For those looking for the quick and dirty answer, copy the following into a cell of a Google Sheet to give it a try:
=ARRAYFORMULA(IFERROR(SPLIT(IMPORTDATA("https://iso639-3.sil.org/sites/iso639-3/files/downloads/iso-639-3_Latin1.tab"),CHAR(9),FALSE,FALSE)))
For those that want to know a bit more, I will try to explain how each of the nested functions are helping to create the final solution:
=ARRAYFORMULA( IFERROR( SPLIT( IMPORTDATA(URL-HERE) ,CHAR(9),FALSE,FALSE) ) )

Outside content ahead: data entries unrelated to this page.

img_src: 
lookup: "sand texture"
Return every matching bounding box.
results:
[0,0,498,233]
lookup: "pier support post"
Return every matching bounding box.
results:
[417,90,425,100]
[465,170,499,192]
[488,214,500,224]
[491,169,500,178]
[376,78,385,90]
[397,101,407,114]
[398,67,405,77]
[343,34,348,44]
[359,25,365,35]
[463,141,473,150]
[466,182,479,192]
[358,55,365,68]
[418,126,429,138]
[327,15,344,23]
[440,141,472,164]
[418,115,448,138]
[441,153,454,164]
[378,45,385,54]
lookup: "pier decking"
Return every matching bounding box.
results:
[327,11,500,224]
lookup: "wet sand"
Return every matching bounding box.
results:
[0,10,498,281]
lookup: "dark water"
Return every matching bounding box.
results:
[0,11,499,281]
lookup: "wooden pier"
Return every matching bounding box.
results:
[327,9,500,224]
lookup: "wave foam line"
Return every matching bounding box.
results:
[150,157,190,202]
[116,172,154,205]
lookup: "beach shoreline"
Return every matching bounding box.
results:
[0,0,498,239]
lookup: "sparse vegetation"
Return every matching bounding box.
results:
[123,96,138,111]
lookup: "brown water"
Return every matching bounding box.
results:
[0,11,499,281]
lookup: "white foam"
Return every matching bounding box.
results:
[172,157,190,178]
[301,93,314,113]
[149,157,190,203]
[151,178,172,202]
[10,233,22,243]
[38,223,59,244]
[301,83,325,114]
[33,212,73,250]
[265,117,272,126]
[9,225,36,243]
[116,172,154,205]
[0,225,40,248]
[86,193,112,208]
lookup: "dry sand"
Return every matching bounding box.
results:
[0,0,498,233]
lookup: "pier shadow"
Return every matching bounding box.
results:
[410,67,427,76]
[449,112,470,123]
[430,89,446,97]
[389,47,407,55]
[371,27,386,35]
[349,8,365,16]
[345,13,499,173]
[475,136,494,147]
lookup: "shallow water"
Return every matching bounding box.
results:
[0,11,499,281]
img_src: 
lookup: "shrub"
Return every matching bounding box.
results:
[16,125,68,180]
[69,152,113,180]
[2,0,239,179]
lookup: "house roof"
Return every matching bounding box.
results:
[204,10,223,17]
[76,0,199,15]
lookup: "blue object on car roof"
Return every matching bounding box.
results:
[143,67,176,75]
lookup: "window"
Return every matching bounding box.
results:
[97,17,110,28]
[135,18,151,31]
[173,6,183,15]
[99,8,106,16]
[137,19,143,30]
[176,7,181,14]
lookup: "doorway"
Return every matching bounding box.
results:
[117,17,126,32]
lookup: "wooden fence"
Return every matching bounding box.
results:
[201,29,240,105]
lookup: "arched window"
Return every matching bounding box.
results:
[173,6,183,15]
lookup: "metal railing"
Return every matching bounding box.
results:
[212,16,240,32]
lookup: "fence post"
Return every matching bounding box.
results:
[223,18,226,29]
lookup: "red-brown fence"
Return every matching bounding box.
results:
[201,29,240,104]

IMPORTDATA() - the primary function that pulls in the data file from the web
SPLIT - split the row by tab, note the use of char(09) to generate the tab character; also note the use of FALSE for the last parameter which was required in my case to ensure empty cells were not collapsed together
IFERROR - used to catch situations where an import might fail, the error will be trapped and not returned to the spreadsheet
ARRAYFORMULA - this function ensures that every line in the file is parsed; without this, only the first line of the file would be returned to the spreadsheet
It turns out that IMPORTDATA(url) can import a tab separated file, but it expects the file name to have the .tsv extension. This is inconsistent with Excel, where a tab-separated export results in *.txt.
If you can ensure that you use a .tsv extension, then your problem is solved.
You can also use the Sheets UI to import the file (into a new Spreadsheet). Select File > Import..., then Upload > Select a file from your computer. When the file selection dialog opens, paste the URL into the file name field, and click Open. The file will be downloaded to your PC then uploaded to Drive, through the Import dialog that will let you choose the delimiter.
(Validated on Windows 8.1 with Chrome; I don't know how this will behave on other OSes or browsers.)
Edit: See this gist.
importFromCSV(string fileName, string sheetName)
Populates a sheet with contents read from a CSV file located in the user's GDrive. If either parameter is not provided, the function will open inputBoxes to obtain them interactively.
Automatically detects tab or comma delimited input.
I had luck using split() and indicating only a single space as the delimiter, even though the data i pasted in had tabs separating each "column": =SPLIT(A1, " ", True) where A1 had data separated by 1 or more spaces. It seems that pasting in TSV data results in conversion from tabs to spaces.
This could be done in two steps leveraging the fact that tab is essentially multiple spaces.
Steps are as follows:
Select the columns which have tab separated data. Then trim tab to single space by using Data -> Data cleanup -> Trim whitespaces.
Now usual Data -> Split text to columns should work out of the box or after selecting space as separator.